Let’s compare. Both of these videos are technically marketing pieces. I would know as I’ve made a few hundred marketing videos in my career. But what is each video selling, and how is each doing its job?
The video on the left is produced by Kim Dotcom and is selling one message: Free Kim Dotcom. The video on the right is produced by The What Took You So Long Foundation, and it is selling one message: TEDx is a force for positive change in the world. Dotcom’s video has nearly one million views; the TEDx video, just over one thousand. The former is an example of what I consider the most destructive and cynical manifestations of the digital age, while the latter represents what I perceive as the best in next-gen, progressive spirit connected and empowered by technology.
Dotcom’s video is more than a little creepy. It uses the desaturated hues we associate with post-apocalyptic movies, a fake TV-noise plug-in to give Dotcom himself a subversive, underground appeal; repeated images of angry mobs hiding behind Guy Fawkes masks to enhance the theater of revolution; and a catchy, electronica tune with lyrics that speak of humanism in contrast to the almost threatening, dystopian montage.
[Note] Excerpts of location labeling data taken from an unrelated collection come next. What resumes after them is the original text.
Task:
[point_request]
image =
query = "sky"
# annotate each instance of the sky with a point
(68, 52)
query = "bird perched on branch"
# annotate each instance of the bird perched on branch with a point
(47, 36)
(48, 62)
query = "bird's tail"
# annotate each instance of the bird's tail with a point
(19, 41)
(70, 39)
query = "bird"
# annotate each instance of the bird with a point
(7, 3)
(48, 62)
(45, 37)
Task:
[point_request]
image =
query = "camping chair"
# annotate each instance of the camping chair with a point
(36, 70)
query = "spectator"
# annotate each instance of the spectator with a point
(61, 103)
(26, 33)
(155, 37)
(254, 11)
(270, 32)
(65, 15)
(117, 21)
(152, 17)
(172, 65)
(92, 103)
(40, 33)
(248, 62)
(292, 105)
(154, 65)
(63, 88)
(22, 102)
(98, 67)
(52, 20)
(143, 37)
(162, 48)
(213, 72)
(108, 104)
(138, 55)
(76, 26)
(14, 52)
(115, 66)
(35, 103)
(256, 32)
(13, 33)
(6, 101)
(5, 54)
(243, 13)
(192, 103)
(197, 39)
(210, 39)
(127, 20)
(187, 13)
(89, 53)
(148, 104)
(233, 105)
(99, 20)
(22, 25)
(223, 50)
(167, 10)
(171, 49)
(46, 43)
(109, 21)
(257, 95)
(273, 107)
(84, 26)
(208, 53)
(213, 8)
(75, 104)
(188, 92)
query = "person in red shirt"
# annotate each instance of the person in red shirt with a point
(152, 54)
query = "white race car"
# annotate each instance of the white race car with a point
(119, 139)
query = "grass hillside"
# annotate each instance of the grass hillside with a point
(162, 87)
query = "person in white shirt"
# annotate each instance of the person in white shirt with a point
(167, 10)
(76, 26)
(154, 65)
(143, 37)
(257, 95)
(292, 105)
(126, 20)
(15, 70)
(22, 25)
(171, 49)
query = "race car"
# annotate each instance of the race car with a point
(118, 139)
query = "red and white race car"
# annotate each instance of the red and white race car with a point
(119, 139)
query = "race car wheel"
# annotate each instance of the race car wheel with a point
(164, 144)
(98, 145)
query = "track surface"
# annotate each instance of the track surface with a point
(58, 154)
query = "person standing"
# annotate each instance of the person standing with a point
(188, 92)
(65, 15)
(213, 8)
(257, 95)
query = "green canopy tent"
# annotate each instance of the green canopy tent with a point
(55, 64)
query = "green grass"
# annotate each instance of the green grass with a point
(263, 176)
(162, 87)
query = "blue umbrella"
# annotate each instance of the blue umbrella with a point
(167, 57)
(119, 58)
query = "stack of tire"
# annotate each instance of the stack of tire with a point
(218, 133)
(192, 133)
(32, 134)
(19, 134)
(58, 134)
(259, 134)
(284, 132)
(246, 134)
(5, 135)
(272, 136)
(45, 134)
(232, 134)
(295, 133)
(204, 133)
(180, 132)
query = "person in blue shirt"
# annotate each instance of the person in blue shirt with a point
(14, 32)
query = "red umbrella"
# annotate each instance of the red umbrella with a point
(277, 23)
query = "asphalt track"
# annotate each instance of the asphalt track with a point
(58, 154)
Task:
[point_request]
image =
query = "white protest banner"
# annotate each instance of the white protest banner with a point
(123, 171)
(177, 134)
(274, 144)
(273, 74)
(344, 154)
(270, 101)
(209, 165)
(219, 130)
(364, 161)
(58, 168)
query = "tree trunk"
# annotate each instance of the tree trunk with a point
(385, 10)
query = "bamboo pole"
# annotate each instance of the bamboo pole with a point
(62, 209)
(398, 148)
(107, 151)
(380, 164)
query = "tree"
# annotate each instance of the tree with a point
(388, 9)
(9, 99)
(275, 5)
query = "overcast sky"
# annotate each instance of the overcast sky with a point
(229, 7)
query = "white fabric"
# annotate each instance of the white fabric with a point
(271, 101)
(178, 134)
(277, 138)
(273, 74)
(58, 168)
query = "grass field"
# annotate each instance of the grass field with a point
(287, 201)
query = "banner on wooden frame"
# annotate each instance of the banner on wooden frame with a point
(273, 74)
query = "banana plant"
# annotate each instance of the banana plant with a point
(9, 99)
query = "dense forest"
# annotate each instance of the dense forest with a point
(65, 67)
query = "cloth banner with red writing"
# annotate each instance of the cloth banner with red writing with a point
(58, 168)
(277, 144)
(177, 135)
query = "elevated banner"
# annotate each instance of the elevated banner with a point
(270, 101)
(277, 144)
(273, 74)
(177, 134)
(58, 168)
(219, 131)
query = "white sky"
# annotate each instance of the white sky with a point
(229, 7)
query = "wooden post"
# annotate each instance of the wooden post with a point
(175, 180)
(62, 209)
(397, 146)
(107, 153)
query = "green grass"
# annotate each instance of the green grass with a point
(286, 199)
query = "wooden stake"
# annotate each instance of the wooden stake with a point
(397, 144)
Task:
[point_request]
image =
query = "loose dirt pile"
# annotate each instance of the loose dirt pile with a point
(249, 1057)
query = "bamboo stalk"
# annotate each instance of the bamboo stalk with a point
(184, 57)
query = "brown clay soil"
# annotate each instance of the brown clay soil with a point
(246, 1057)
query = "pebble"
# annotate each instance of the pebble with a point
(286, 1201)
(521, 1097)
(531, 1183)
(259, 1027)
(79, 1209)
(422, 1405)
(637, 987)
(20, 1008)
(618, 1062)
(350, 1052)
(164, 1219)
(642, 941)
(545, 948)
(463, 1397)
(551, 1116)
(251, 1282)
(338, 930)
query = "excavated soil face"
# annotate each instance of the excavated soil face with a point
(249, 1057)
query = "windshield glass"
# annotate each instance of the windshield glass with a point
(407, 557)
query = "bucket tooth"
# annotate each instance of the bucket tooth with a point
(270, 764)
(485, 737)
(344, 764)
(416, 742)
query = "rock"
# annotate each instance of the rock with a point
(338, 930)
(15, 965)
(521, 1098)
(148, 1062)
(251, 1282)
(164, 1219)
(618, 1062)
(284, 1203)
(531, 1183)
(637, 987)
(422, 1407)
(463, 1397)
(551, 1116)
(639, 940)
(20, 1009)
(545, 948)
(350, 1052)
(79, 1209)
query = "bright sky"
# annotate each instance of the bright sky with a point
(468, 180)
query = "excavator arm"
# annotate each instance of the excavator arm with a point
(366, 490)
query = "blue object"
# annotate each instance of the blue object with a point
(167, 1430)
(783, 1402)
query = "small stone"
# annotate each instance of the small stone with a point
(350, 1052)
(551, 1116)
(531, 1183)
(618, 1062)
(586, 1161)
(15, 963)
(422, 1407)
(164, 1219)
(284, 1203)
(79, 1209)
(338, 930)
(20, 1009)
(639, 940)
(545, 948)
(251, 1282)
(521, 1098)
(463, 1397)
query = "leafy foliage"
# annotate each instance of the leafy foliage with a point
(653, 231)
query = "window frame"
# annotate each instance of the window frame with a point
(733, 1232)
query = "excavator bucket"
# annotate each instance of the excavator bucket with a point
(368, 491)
Dotcom may have the gall to compare himself to Martin Luther King, but the video is actually more reminiscent of a terrorist training film than a promo for social change, and that’s why it’s effective. It takes a cynical, pseudo-revolutionary video to appeal to a cynical psychology — one that actually believes that streaming stolen creative media via torrent sites is somehow striking a blow for freedom and justice in the world.
By contrast, everything we see in the TEDx video is exactly the opposite in sensibility and intent. First, we see faces, a lot of faces of real people who left their desktops and traveled to Doha to participate in something and engage in physical interaction. Not that the TED enterprise is without its flaws, but this video itself taps into what I would describe as a progressive deconstruction of institutions — a global “think different” consciousness that very likely will bypass traditional means to solve real problems like hunger, disease, and poverty.
When Eiso Vaandager says toward the end of the video that he “envisions the UN coming to TEDx organizers to solve a problem they can’t,” this is the kind of audacious claim worthy of our attention; and it only underscores just how offensive it is to hear Kim Schmitz use the same media to compare himself to civil rights leaders and other legitimate heroes.
I suspect the jaundiced supporters of the Dotcom video imagine themselves somehow allied with the proactive folks in the TEDx video because, of course, people have a tendency to believe in associative relationships among things that sound similar (both are bucking systems, aren’t they?); but there really is no comparison. Dotcom’s video targets Americans — people who already enjoy freedom, and it aims to convince them that his incarceration would be their prison, too. The TEDx video targets a global community, and it aims to convince people that energy, willingness, and intelligence can solve real issues.
Of course the word freedom is a slippery little bugger. It gets used by everyone from peace activists to corporate fat cats to terrorists; and Dotcom is merely following in a long tradition of vested interests abusing the concept to defend personal gain and deflect attention away from the harm he does. As an artist and an American, I cherish the First Amendment above all other laws; and it is destructive both to creative works and to the First Amendment when a guy like Schmitz presumes to hide his theft of the former behind the humanistic benevolence of the latter.
If what you envision is legit social change, there are plenty of progressive and tangible ways to take action — everything from just supporting a crowd-funding campaign for a cause to lending actual knowledge, assistance, or muscle to a project of interest. But streaming free entertainment in order to fill the pockets of a guy who has produced exactly nothing in the world counts for less than zero on the social change meter.
There is actual oppression in the world, real sorrow, real evil worth your attention and action. Right now, thousands of human beings worldwide are being trafficked as sex or labor slaves; too much of the technology we take for granted is being produced by hands in poor working conditions; climate change is real; terrorism is real; hunger is real; there’s a revolution in Syria you might have heard about; the Iranian government is playing a dangerous and complex game; we have thousands of homeless and suicidal veterans here in the U.S.; Russia just sentenced musicians to prison for performing a protest song; oh, and the world economy is still pretty shaky. If you’re looking for heroes and villains, they’re out there; but if Dotcom and Hollywood fit those definitions for you respectively, you’re more than a little naive.